Every Netflix user watching from their TV has probably had Netflix simply hang or quit on them multiple times. This year, I was fortunate to have had the opportunity to work with the amazing people at Netflix and develop machine learning-based technologies for a rather unconventional application — predicting when the app will crash on your TV set.

Being at the helm of technological advancement, the Bay Area prides itself on developments in content, streaming, compression, memory management, and distributed systems, among other tech. Way back in 2009, companies started migrating to the microservices architecture to cope with the scaling of applications and keep up with the move to cloud services. Netflix was one of the first companies to do so, with Google, AirBnB, Amazon, et al. soon following suit. The echoes of the case studies of these architectures are still heard in the halls of the Gates and Hillman centers, where CMU’s School of Computer Science has actively contributed to several state of the art compression algorithms, database novelties, and microservices architectures. Courses like Advanced Cloud Computing (15-719) and Distributed Systems (15-640) cover these technologies in great detail.

What happens behind the screen when Netflix crashes is that the TV system runs out of memory. It is a peculiar problem to solve on TV sets that have a lot of video buffers — which are portions of computer memory that store video information — but minimum computing power and fast time to action. Streaming services and other companies care about this because a bad user experience may lead to the user not returning to the app for that session at all, and thus the company may lose a potential customer.
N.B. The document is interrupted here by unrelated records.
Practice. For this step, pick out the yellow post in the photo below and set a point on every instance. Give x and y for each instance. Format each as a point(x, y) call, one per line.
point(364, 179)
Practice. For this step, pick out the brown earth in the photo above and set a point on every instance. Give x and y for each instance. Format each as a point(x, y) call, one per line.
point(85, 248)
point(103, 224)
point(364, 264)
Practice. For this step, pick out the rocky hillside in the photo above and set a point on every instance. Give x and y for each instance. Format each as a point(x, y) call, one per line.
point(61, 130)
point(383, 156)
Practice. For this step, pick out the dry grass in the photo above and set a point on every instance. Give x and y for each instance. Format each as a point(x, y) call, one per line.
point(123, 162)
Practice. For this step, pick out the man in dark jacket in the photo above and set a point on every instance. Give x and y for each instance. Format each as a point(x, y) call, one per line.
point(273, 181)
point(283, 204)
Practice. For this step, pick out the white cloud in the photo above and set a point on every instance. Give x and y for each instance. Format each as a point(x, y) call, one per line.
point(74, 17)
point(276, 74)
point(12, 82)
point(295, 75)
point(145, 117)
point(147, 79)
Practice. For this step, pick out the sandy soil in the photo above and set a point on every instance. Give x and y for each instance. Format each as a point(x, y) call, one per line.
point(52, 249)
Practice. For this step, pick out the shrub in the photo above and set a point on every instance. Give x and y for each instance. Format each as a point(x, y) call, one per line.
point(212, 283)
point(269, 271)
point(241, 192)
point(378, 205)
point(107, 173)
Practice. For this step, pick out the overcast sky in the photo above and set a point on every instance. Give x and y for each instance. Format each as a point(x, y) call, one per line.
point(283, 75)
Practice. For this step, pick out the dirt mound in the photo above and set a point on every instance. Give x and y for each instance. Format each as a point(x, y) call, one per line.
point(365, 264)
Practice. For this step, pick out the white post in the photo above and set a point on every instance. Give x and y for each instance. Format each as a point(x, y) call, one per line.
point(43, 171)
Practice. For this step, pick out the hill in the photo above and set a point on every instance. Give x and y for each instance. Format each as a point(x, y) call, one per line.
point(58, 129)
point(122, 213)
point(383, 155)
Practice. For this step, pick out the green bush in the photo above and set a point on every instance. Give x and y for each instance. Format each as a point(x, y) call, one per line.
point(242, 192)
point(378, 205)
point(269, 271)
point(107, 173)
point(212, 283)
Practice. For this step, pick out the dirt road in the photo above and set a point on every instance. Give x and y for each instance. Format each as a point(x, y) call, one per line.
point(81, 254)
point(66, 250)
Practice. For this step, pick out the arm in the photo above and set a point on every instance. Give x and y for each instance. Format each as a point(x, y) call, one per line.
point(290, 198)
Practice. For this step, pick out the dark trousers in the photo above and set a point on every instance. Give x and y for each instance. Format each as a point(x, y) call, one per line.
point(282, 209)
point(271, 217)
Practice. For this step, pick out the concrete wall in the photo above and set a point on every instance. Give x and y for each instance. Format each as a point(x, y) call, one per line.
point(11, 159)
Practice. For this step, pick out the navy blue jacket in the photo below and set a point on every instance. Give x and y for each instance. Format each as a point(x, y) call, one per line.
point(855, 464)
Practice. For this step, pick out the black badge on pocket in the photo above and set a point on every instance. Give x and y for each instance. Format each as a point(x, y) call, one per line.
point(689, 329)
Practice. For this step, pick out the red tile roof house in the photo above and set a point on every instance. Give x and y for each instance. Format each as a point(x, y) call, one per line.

Working with a mix of partners and engineers at Netflix on devices like Roku and Samsung TVs, I was able to onboard the domain knowledge of these teams to create a locally deployed solution for your TV set, telling you when the Netflix app is going to crash and run into "Out of Memory." Our solution used a type of machine learning model called random forest. This random forest model is unique because it is trained on a mammoth data of users watching Netflix on their device, and leverages the Netflix Big Data Platform to create a labeled dataset. By examining the history of crashes, we train the model to classify major and minor crashes before they occur and clear the buffer accordingly so that you have a seamless experience watching Netflix. The problem is made even more difficult to solve because most of the streaming data history is seamless (errors occur once in weeks), thus giving rise to a sparse and highly skewed dataset.

Despite the challenges, the work was innovative enough for Netflix to file for a patent for the product, for the uniqueness of using machine learning to predict TV-based app crashes. The results were published by the Netflix Tech Blog, which has earned great respect in Silicon Valley for the innovations that it publishes and open sources. As a computer science student at one of the best CS programs in the world here at Carnegie Mellon, I think such opportunities should reassure the Tartan community that every single concept that we learn here ranging from distributed systems and data processing, to microservices, and machine learning is applied out there in the real world.